Antonio Gramsci meets the encroaching Caliphate.
Sherman Jackson, also known as Abdal Hakim Jackson, is a professor of Arabic and Islamic studies in the Department of Near Eastern Studies at the University of Michigan. But it turns out that not only is Jackson an apologist, he an outspoken proponent of the Islamist subversion of Western civilization.
Jackson made this abundantly clear at the Reviving the Islamic Spirit – 8th Convention in Toronto, Canada in December 2009, as a participant in the panel, “The New We: Muslims in Future of Western Society.” Jonathan Usher, who attended and wrote about the conference for Campus Watch, described Jackson’s speech as nothing less than “a call to battle.”
As he put it, “It had little to do with peaceful co-existence with the West, but was an exhortation for Islam to dominate the West.” According to Usher, Jackson
…believes that the Muslim and Western worlds are in conflict and competition, and that only one can end up dominant. Put simply, he wants to replace Western culture with Muslim culture.
…Lastly, to cheers, he said that his primary commitment was to Allah, not to America.
…Jackson expressed a desire to be included in American society—but not if any sort of cultural sacrifice were required. He said that adapting to Western culture would lead to being a Muslim in name only and advocated defining America by Muslim standards and imposing cultural and intellectual supremacy.
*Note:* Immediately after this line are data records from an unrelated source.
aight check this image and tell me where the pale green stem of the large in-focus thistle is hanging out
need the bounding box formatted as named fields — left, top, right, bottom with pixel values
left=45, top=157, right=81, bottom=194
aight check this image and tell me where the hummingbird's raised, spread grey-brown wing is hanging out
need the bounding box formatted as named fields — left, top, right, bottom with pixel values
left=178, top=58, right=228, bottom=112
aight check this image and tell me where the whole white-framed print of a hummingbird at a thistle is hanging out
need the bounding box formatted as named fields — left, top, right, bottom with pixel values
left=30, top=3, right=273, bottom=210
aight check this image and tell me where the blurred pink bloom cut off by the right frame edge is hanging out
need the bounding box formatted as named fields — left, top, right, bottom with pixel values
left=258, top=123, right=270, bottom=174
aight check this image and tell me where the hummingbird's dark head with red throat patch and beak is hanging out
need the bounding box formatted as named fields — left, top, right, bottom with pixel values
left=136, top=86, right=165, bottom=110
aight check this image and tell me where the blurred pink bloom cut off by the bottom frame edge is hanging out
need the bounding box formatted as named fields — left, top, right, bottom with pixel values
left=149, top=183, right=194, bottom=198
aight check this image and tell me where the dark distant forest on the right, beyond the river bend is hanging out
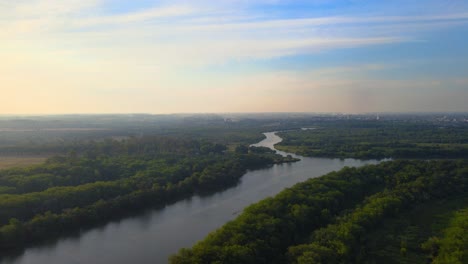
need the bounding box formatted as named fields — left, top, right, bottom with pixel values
left=277, top=120, right=468, bottom=159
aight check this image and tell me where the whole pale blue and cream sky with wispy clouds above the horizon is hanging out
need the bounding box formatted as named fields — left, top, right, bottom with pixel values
left=0, top=0, right=468, bottom=114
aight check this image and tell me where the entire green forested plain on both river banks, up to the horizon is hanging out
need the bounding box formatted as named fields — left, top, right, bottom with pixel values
left=0, top=115, right=468, bottom=264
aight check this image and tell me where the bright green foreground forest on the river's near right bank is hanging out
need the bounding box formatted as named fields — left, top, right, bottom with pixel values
left=170, top=160, right=468, bottom=263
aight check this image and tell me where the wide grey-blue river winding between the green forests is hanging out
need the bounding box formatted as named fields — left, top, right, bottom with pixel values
left=0, top=132, right=377, bottom=264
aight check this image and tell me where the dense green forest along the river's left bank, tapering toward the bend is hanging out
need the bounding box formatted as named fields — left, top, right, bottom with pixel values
left=0, top=136, right=294, bottom=252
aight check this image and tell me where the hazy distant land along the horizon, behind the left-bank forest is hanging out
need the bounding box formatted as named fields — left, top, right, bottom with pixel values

He urged Muslims not to follow Western cultural authority, but rather to achieve their own cultural authority from the inside, as part of the system.
In the chapter, “Muslims, Islamic Law and Public Policy in the United States,” Jackson cites the Italian Marxist Antonio Gramsci’s influential theories about altering societies not through politics, but through cultural and educational institutions. Jackson proposes that American Muslims approach the “difficult task of penetrating, appropriating and redirecting American culture” in order to “influence the legal order in America.”
As for the gradual acceptance of the more horrifying aspects of Sharia law, Jackson notes that “it would be foolish to deny that the prospects for American acceptance of such institutions as stoning, or flogging or amputation are virtually nil, at least for the foreseeable future.” But he concludes on a note only an Islamist could find comforting:
…notions of what is cruel and unusual, of what is barbaric, of what is draconian (which is the real basis upon which America rejects these punishments) are a function of culture, not law. It is only through changes in American culture that American attitudes towards such things are likely to change. Thus, in the end, as in the beginning, we are brought face to face with the inextricable connection between American culture and Muslim self-determination. May God grant us the courage and the vision to rise to the task before us.
Academia still on the cutting edge of cultural evolution! Does this good professor, this mainstream muslim, qualify as “moderate”? Because if so, then methinks we have just learned that the only difference between a moderate muslim and a radical one is the methods they choose to accomplish their goals. Time, demographics and cultural marxism are on their side.